August 23, 2012 — Don Baker was shocked at the sight around his 34-foot-long sailboat as he sailed along the western end of the Toms River on Thursday morning. “(Dead fish), each about three inches long, were all over section C of the lagoon area,” said the 80-year-old Matawan resident. “They were all floating in the water.”
The state Department of Environmental Protection noted a report of hundreds of dead Atlantic menhaden fish in a lagoon at the Lighthouse Point Marina at Crabbe Road and Route 166 in South Toms River, said state DEP spokesman Larry Hajna in an email.
Baker, who stores his sailboat at the marina, said he noticed roughly 30 seagulls sitting at the main entrance to the lagoon area who were not feeding on the fish around 11 a.m.

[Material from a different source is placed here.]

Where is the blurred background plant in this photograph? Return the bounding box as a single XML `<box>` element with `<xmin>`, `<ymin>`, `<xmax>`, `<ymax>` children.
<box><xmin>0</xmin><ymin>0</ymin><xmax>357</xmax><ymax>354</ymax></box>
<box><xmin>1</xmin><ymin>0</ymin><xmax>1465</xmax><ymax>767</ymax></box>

Thursday.
“That led me to believe either they had their fill of fish or they detected something wrong with them and so (they) would not eat them,” Baker said.
However, the state DEP’s Division of Fish and Wildlife investigated the incident with the Ocean County Health Department and found no obvious sources of pollution or contamination, according to the state DEP’s website.
Baker said he first noticed strange behavior by the fish in the river Wednesday evening.
“Yesterday, when I came back in at 5 p.m., the fish were all flopping out of the water,” Baker said. “I assumed they were being chased by a big fish.”
However, there is nothing unusual about the incident, according to the state DEP.
Menhaden travel in large schools that can number in the millions and may live as long as 12 years with a maximum length of 20 inches and weight of three pounds, according to a profile found on the state DEP’s website.
It is not uncommon for very large schools of juvenile (menhaden) to run up into shallow lagoons, which then use up all of the oxygen in the lagoon that results in a fish kill, according to the state DEP’s website.
Several such incidents happened in small creeks in the Raritan Bay in Monmouth County in August 2010. The deaths of thousands of fish resulted from the incident, as well as a very large fish kill in Delaware Bay, all due to extremely low dissolved oxygen levels, according to the website.